Terminó aquellas palabras y una súbita transformación se operó en el actor. Volvió a erguirse, su aspecto juvenil nuevamente hizo acto de presencia y su rostro se mostró una vez más lleno y alegre.
– Mucha gente criticó que vuestro padre mostrara esa benevolencia hacia los judíos, pero no hubo manera de convencerle para que suprimiera la escena. Creo que hizo bien porque…
– Os suplico que no os distraigáis -interrumpí al actor.
– Sí, señora, tenéis razón -reconoció-. Bien, como os iba diciendo, aquel majadero esperó hasta que concluyó el ensayo y entonces se acercó a Will. Le susurró algo al oído y ambos se apartaron del resto de nosotros y comenzaron a charlar en un rincón. Hablaban en voz baja, pero enseguida comprendí que lo que le relataba estaba revestido de una especial gravedad. Vuestro padre se puso, primero, pálido y luego enrojeció mientras aquel muchacho no dejaba de hablar y mover las manos realizando unos gestos que no fui capaz de interpretar. Cuando terminaron, el rostro de Will había adquirido el color de la ceniza que lleva varios días posada en el hogar. Sus ojos, que tan sólo unos momentos antes brillaban con la alegría risueña que siempre le proporcionaba un buen ensayo, estaban poseídos ahora de una tonalidad mortecina, como la de un pez que acaba de exhalar la vida tras una lucha implacable contra la muerte por asfixia.
Se detuvo. Los ojos se le habían llenado de lágrimas, unas lágrimas que, de manera prodigiosa, no desbordaban la sutil barrera de los párpados deslizándose por sus mejillas arrugadas.
– Me acerqué a él y le pregunté si había sucedido algo grave, si tenía malas noticias de casa, si le sucedía algún contratiempo a su familia…
– ¿Y qué respondió?
– Nada. Quedó sumido en un silencio gélido como el de un niño al que han golpeado, pero prefiere ocultarlo antes que sufrir la humillación de tener que relatar su intolerable derrota.
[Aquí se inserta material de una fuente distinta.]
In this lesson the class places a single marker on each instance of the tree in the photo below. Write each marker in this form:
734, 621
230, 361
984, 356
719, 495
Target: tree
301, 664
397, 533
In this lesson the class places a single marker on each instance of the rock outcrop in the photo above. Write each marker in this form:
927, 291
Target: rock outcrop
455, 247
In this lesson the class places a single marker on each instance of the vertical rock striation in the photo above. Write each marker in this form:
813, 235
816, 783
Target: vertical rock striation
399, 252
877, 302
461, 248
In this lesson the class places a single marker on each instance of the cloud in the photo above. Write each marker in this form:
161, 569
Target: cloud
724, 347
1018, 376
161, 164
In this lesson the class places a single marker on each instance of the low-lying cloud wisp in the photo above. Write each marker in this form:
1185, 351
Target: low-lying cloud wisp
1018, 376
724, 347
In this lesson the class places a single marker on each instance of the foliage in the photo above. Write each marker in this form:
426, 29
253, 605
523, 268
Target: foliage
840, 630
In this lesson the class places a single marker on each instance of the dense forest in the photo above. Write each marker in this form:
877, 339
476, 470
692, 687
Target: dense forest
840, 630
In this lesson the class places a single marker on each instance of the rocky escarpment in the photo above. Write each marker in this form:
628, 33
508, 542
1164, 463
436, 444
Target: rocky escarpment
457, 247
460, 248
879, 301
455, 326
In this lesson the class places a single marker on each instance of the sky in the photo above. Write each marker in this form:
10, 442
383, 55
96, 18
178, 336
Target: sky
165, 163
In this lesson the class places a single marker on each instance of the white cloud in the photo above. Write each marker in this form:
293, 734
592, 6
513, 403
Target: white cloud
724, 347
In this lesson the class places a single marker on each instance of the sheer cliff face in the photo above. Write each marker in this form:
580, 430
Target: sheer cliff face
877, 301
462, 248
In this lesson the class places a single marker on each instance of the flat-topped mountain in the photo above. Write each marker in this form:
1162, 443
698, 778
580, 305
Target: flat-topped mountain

– Pero en algún momento, debió deciros… ¿o fue ese hombre el que…?
– No. -Movió la cabeza-. En honor a la verdad, hay que decir que el muchacho se comportó con discreción. No comentó nada con nadie. No, eso hay que reconocérselo. Supo guardar silencio.
– Y entonces…
– Supongo que llegó un momento en que el dolor que se había apoderado de su pecho le resultó demasiado insoportable para sobrellevarlo a solas. Por supuesto, vuestro padre se negaba a dar por ciertos los hechos. En su corazón, donde se libraba la batalla más encarnizada de su aún no muy dilatada existencia, se empeñaba en defender a vuestra madre, en decirse que no podía ser cierta su infidelidad, en negarse a aceptar una realidad que no por triste resultaba menos cierta.